9. Kooperatif ödemelerinin bir kısmının mal ayrılığı bir kısmının da edinilmiş mallara katılma rejiminin geçerli olduğu dönemlerde yapılmasında; mal ayrılığı dönemindeki ödemelere her bir eşin yaptığı katkı oranı, daha sonra geçerli olacak edinilmiş mallara katılma rejimine kişisel mal olarak geçeceği kabul edilmektedir.

10. Buna göre; mal ayrılığı rejiminin geçerli olduğu dönemde (01.01.2002 tarihine kadar) eşlerin kooperatif ödemelerine yaptıkları katkı oranı, 743 sayılı Kanun'un, 818 sayılı Kanun ve 6098 sayılı Kanun'un genel hükümleri ile Yargıtay ve Dairemizce kabul edilen "katkı payı alacağı" hesaplama yöntemi göz önünde bulundurularak belirlenmelidir. Kişisel mal olarak kabul edilen bu katkı oranı, 01.01.2002 tarihinden sonra geçerli olacak edinilmiş mallara katılma rejimi kurallarına göre, hesap edilecek "değer artış payı ve/veya artık değere katılma alacak" miktarlarının tespitinde gözetilecektir.

11.İhtiyaç duyulması halinde, değer tespiti, belirleme ve hesaplamaların yapılabilmesi için konusunun uzmanı bilirkişi veya bilirkişilerden de yardım alınmalıdır.
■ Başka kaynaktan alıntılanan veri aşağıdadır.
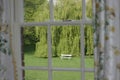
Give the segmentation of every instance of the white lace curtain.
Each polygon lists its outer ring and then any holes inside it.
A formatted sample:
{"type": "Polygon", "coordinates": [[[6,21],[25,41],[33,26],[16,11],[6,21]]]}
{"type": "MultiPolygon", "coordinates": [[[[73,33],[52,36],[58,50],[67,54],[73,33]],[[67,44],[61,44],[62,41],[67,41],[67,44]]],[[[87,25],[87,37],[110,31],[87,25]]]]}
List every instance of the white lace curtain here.
{"type": "MultiPolygon", "coordinates": [[[[0,80],[14,80],[9,37],[9,0],[0,0],[0,80]]],[[[94,0],[95,80],[119,80],[120,27],[119,0],[94,0]]]]}

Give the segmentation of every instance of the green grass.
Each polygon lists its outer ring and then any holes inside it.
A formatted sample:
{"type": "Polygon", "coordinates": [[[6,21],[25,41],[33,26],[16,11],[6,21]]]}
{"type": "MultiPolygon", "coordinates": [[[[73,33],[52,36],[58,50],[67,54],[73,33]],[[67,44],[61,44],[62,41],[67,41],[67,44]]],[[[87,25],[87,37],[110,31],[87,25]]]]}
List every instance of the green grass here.
{"type": "MultiPolygon", "coordinates": [[[[29,47],[24,50],[24,62],[25,66],[48,66],[47,58],[37,58],[34,56],[34,48],[29,47]]],[[[60,57],[54,57],[52,59],[53,67],[62,68],[80,68],[80,57],[73,57],[70,60],[61,60],[60,57]]],[[[85,67],[93,68],[93,57],[85,58],[85,67]]],[[[53,80],[80,80],[81,73],[74,71],[53,71],[53,80]]],[[[26,70],[25,80],[48,80],[48,72],[41,70],[26,70]]],[[[94,74],[86,72],[85,80],[94,80],[94,74]]]]}

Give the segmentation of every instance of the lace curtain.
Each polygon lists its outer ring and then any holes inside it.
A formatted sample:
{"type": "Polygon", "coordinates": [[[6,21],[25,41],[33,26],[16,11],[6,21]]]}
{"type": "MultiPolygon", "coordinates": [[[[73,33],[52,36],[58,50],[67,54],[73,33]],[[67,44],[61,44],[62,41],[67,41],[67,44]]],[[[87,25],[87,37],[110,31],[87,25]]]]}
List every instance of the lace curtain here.
{"type": "MultiPolygon", "coordinates": [[[[120,68],[119,0],[94,1],[95,80],[117,80],[116,74],[120,68]]],[[[0,80],[14,80],[10,26],[6,17],[9,15],[6,11],[8,4],[9,0],[0,0],[0,80]]]]}

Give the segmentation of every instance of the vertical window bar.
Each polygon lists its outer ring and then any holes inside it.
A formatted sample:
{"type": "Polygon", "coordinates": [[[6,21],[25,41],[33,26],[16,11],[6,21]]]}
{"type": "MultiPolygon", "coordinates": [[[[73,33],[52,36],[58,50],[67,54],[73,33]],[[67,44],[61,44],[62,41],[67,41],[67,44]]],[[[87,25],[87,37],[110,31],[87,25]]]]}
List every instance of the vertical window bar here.
{"type": "Polygon", "coordinates": [[[86,19],[86,0],[82,0],[82,19],[86,19]]]}
{"type": "Polygon", "coordinates": [[[80,32],[81,32],[81,80],[85,80],[85,60],[84,60],[84,25],[82,24],[80,27],[80,32]]]}
{"type": "MultiPolygon", "coordinates": [[[[86,0],[82,0],[82,20],[86,19],[86,0]]],[[[81,24],[81,80],[85,80],[85,60],[84,60],[84,24],[81,24]]]]}
{"type": "MultiPolygon", "coordinates": [[[[94,29],[95,29],[95,0],[92,0],[92,15],[93,15],[93,17],[92,17],[92,21],[93,21],[93,27],[94,27],[94,29]]],[[[95,40],[96,40],[96,33],[94,33],[94,45],[93,45],[93,47],[94,47],[94,80],[96,80],[96,78],[97,78],[97,68],[96,68],[96,63],[95,63],[95,61],[98,61],[98,59],[97,59],[97,49],[96,49],[96,47],[95,47],[95,45],[96,45],[96,43],[95,43],[95,40]]]]}
{"type": "Polygon", "coordinates": [[[49,5],[50,5],[50,21],[54,21],[54,14],[53,14],[53,0],[49,0],[49,5]]]}
{"type": "Polygon", "coordinates": [[[51,26],[47,27],[47,42],[48,42],[48,80],[52,80],[52,41],[51,41],[51,26]]]}

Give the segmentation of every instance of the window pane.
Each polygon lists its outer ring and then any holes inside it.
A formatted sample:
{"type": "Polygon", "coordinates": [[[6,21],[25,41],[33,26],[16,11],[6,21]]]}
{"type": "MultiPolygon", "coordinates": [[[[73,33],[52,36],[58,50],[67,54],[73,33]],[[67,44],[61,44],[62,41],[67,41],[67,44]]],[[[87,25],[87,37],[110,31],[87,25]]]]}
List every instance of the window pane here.
{"type": "Polygon", "coordinates": [[[25,70],[24,80],[48,80],[48,72],[40,70],[25,70]]]}
{"type": "Polygon", "coordinates": [[[48,0],[24,0],[24,21],[43,22],[49,20],[48,0]]]}
{"type": "Polygon", "coordinates": [[[85,67],[94,68],[93,26],[85,25],[85,67]]]}
{"type": "Polygon", "coordinates": [[[92,18],[92,0],[86,0],[86,15],[92,18]]]}
{"type": "Polygon", "coordinates": [[[53,26],[52,53],[54,67],[80,68],[80,27],[53,26]]]}
{"type": "Polygon", "coordinates": [[[85,73],[85,80],[94,80],[94,73],[86,72],[85,73]]]}
{"type": "Polygon", "coordinates": [[[82,0],[54,0],[55,20],[80,20],[82,0]]]}
{"type": "Polygon", "coordinates": [[[53,80],[80,80],[80,72],[54,71],[53,80]]]}
{"type": "Polygon", "coordinates": [[[47,27],[24,27],[22,32],[25,66],[48,66],[47,27]]]}

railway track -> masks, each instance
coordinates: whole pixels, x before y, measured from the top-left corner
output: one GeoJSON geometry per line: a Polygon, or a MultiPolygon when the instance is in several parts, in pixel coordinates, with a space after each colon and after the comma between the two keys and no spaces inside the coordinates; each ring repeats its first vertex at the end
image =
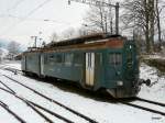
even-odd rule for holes
{"type": "MultiPolygon", "coordinates": [[[[10,78],[10,77],[8,77],[6,75],[3,75],[3,76],[9,78],[9,79],[11,79],[11,80],[13,80],[14,82],[18,82],[21,86],[28,88],[29,90],[33,91],[34,93],[36,93],[36,94],[38,94],[38,96],[41,96],[41,97],[43,97],[43,98],[45,98],[45,99],[47,99],[47,100],[58,104],[58,105],[69,110],[70,112],[73,112],[73,113],[75,113],[75,114],[77,114],[77,115],[79,115],[81,118],[84,118],[85,120],[87,120],[87,121],[89,121],[91,123],[97,123],[96,121],[94,121],[94,120],[91,120],[91,119],[89,119],[89,118],[87,118],[87,116],[85,116],[85,115],[82,115],[80,113],[75,112],[73,109],[69,109],[66,105],[64,105],[64,104],[62,104],[62,103],[59,103],[59,102],[57,102],[57,101],[55,101],[55,100],[53,100],[53,99],[51,99],[51,98],[48,98],[46,96],[40,93],[38,91],[36,91],[36,90],[34,90],[34,89],[32,89],[32,88],[30,88],[30,87],[19,82],[18,80],[15,80],[13,78],[10,78]]],[[[141,102],[145,102],[145,103],[150,103],[150,104],[154,104],[154,105],[158,105],[158,107],[163,107],[163,108],[165,107],[165,103],[155,102],[155,101],[151,101],[151,100],[146,100],[146,99],[142,99],[142,98],[134,98],[134,99],[135,99],[135,101],[141,101],[141,102]]],[[[133,108],[138,108],[138,109],[144,110],[144,111],[148,111],[148,112],[152,112],[152,113],[155,113],[155,114],[161,114],[161,115],[165,116],[165,111],[157,111],[157,110],[154,110],[152,108],[143,107],[143,105],[140,105],[140,104],[136,104],[136,103],[128,102],[128,101],[121,101],[120,100],[119,102],[121,102],[122,104],[127,104],[127,105],[130,105],[130,107],[133,107],[133,108]]]]}
{"type": "Polygon", "coordinates": [[[0,107],[3,108],[7,112],[9,112],[11,115],[13,115],[20,123],[26,123],[22,118],[20,118],[16,113],[14,113],[8,104],[6,104],[3,101],[0,101],[0,107]]]}
{"type": "MultiPolygon", "coordinates": [[[[2,81],[0,81],[0,82],[1,82],[3,86],[6,85],[6,83],[2,82],[2,81]]],[[[14,96],[15,98],[18,98],[19,100],[23,101],[26,105],[29,105],[30,108],[32,108],[33,111],[35,111],[38,115],[41,115],[41,116],[42,116],[45,121],[47,121],[48,123],[54,123],[54,122],[53,122],[51,119],[48,119],[44,113],[42,113],[40,110],[43,110],[43,111],[45,111],[45,112],[47,112],[47,113],[54,115],[55,118],[58,118],[59,120],[65,121],[66,123],[74,123],[73,121],[67,120],[66,118],[64,118],[64,116],[62,116],[62,115],[59,115],[59,114],[57,114],[57,113],[55,113],[55,112],[52,112],[51,110],[47,110],[46,108],[44,108],[44,107],[42,107],[42,105],[40,105],[40,104],[37,104],[37,103],[34,103],[34,102],[32,102],[32,101],[30,101],[30,100],[28,100],[28,99],[24,99],[24,98],[18,96],[16,92],[15,92],[14,90],[12,90],[9,86],[6,85],[6,87],[8,87],[8,89],[10,89],[10,90],[7,90],[7,89],[1,88],[1,87],[0,87],[0,90],[6,91],[6,92],[8,92],[9,94],[12,94],[12,96],[14,96]],[[12,91],[11,91],[11,90],[12,90],[12,91]],[[38,109],[40,109],[40,110],[38,110],[38,109]]]]}
{"type": "MultiPolygon", "coordinates": [[[[161,108],[164,108],[165,104],[164,103],[161,103],[161,102],[155,102],[155,101],[151,101],[151,100],[146,100],[146,99],[142,99],[142,98],[134,98],[135,101],[140,101],[140,102],[144,102],[144,103],[148,103],[148,104],[153,104],[153,107],[161,107],[161,108]]],[[[133,102],[135,102],[133,101],[133,102]]],[[[144,107],[144,105],[141,105],[141,104],[136,104],[136,103],[133,103],[133,102],[128,102],[128,101],[120,101],[122,104],[125,104],[125,105],[130,105],[130,107],[133,107],[133,108],[138,108],[138,109],[141,109],[141,110],[144,110],[144,111],[148,111],[148,112],[152,112],[152,113],[155,113],[155,114],[161,114],[163,116],[165,116],[165,109],[164,111],[158,111],[158,110],[155,110],[155,109],[152,109],[152,108],[148,108],[148,107],[144,107]]]]}
{"type": "MultiPolygon", "coordinates": [[[[62,104],[61,102],[58,102],[58,101],[56,101],[56,100],[54,100],[54,99],[52,99],[52,98],[50,98],[50,97],[47,97],[47,96],[45,96],[45,94],[43,94],[43,93],[41,93],[41,92],[38,92],[38,91],[32,89],[31,87],[28,87],[28,86],[21,83],[20,81],[15,80],[15,79],[13,79],[13,78],[7,76],[7,75],[3,75],[3,76],[4,76],[6,78],[10,79],[11,81],[16,82],[18,85],[20,85],[20,86],[22,86],[22,87],[24,87],[24,88],[26,88],[26,89],[33,91],[35,94],[37,94],[37,96],[40,96],[40,97],[46,99],[47,101],[53,102],[53,103],[55,103],[55,104],[57,104],[57,105],[64,108],[65,110],[72,112],[73,114],[78,115],[79,118],[81,118],[81,119],[88,121],[89,123],[98,123],[97,121],[95,121],[95,120],[92,120],[92,119],[90,119],[90,118],[88,118],[88,116],[86,116],[86,115],[84,115],[84,114],[81,114],[81,113],[79,113],[79,112],[77,112],[77,111],[75,111],[75,110],[73,110],[73,109],[70,109],[70,108],[68,108],[68,107],[66,107],[65,104],[62,104]]],[[[2,85],[4,86],[6,83],[2,83],[2,85]]],[[[9,89],[8,92],[14,94],[13,90],[12,90],[10,87],[8,87],[7,85],[6,85],[4,87],[9,89]]],[[[1,88],[0,88],[0,89],[1,89],[1,88]]],[[[4,89],[3,89],[3,90],[4,90],[4,89]]],[[[16,94],[15,94],[15,96],[16,96],[16,94]]],[[[32,105],[34,105],[34,107],[37,107],[37,108],[40,108],[40,109],[44,109],[43,107],[41,107],[41,105],[38,105],[38,104],[34,103],[34,102],[31,102],[31,101],[29,101],[29,100],[26,100],[26,101],[28,101],[29,103],[31,103],[32,105]]],[[[51,111],[46,111],[46,112],[48,112],[50,114],[53,113],[53,112],[51,112],[51,111]]],[[[68,122],[68,123],[69,123],[69,122],[68,122]]],[[[70,122],[70,123],[72,123],[72,122],[70,122]]]]}

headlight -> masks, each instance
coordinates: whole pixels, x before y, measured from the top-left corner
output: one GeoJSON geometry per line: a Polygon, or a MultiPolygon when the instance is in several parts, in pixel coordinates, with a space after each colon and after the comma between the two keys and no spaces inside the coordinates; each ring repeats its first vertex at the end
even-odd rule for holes
{"type": "Polygon", "coordinates": [[[117,86],[123,86],[123,81],[117,81],[117,86]]]}

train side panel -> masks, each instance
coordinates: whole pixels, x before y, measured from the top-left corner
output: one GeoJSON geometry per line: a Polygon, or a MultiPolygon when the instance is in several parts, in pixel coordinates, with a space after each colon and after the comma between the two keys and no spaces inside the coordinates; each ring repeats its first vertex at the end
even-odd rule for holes
{"type": "Polygon", "coordinates": [[[80,81],[82,78],[81,53],[44,53],[45,76],[80,81]]]}

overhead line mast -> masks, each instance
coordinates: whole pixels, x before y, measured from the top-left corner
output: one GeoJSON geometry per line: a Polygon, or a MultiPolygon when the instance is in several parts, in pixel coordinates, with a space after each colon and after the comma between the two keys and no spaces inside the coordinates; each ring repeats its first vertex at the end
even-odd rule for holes
{"type": "Polygon", "coordinates": [[[116,4],[98,1],[98,0],[68,0],[68,4],[70,4],[72,1],[75,2],[80,2],[89,5],[96,5],[96,7],[109,7],[109,8],[114,8],[116,9],[116,34],[119,34],[119,2],[116,4]]]}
12. Somut olaya gelince; eşler, 25.08.1990 tarihinde evlenmiş, 20.03.2014 tarihinde açılan boşanma davasının kabulüne ilişkin hükmün, 02.09.2015 tarihinde kesinleşmesiyle boşanmışlardır. Mal rejimi boşanma davasının açıldığı tarih itibarıyla sona ermiştir (4721 sayılı Kanun'un md. 225/2). Sözleşmeyle başka mal rejiminin seçildiği ileri sürülmediğinden evlilik tarihinden 4721 sayılı Kanun'un yürürlüğe girdiği 01.01.2002 tarihine kadar mal ayrılığı (743 sayılı Kanun md. 170), bu tarihten mal rejiminin sona erdiği tarihe kadar ise, edinilmiş mallara katılma rejimi geçerlidir (4722 sayılı Kanun md. 10, 4721 sayılı Kanun md. 202). Tasfiyeye konu 5803 ada 1 parsel 7 nolu bağımsız bölüm, hernekadar tapuda ferdileşme nedeniyle 05.07.2012 tarihinde davalı-davacı kadın adına edinilmiş gözüküyor ise de, dosyadaki bilgi ve belgelerden taşınmazın S.S. Özgoncagül Konut Yapı Kooperatifi üyeliğinin ilk davacı-davalı erkek adına 01.10.1997 tarihinde devir alınarak edinildiği, daha sonra kooperatif üyeliğinin davacı-davalı erkek tarafından 01.08.2000 tarihinde davalı-davacı kadına, davalı-davacı kadın tarafından 30.07.2010 tarihinde davacı-davalı erkeğe, davacı-davalı erkek tarafından da son olarak 10.12.2011 tarihinde davalı-davacı kadına devredildiği, 24.06.2000 tarihinde kura çekimi yapılarak natamam olarak taşınmazın üyelere teslim edildiği, 29.06.2013 tarihinde kooperatifin tasfiye edildiği anlaşılmaktadır. Mal rejiminin tasfiyesinde eşlerin bağlı bulunduğu rejime ilişkin hükümler uygulanır (4721 sayılı Kanun md. 179/1).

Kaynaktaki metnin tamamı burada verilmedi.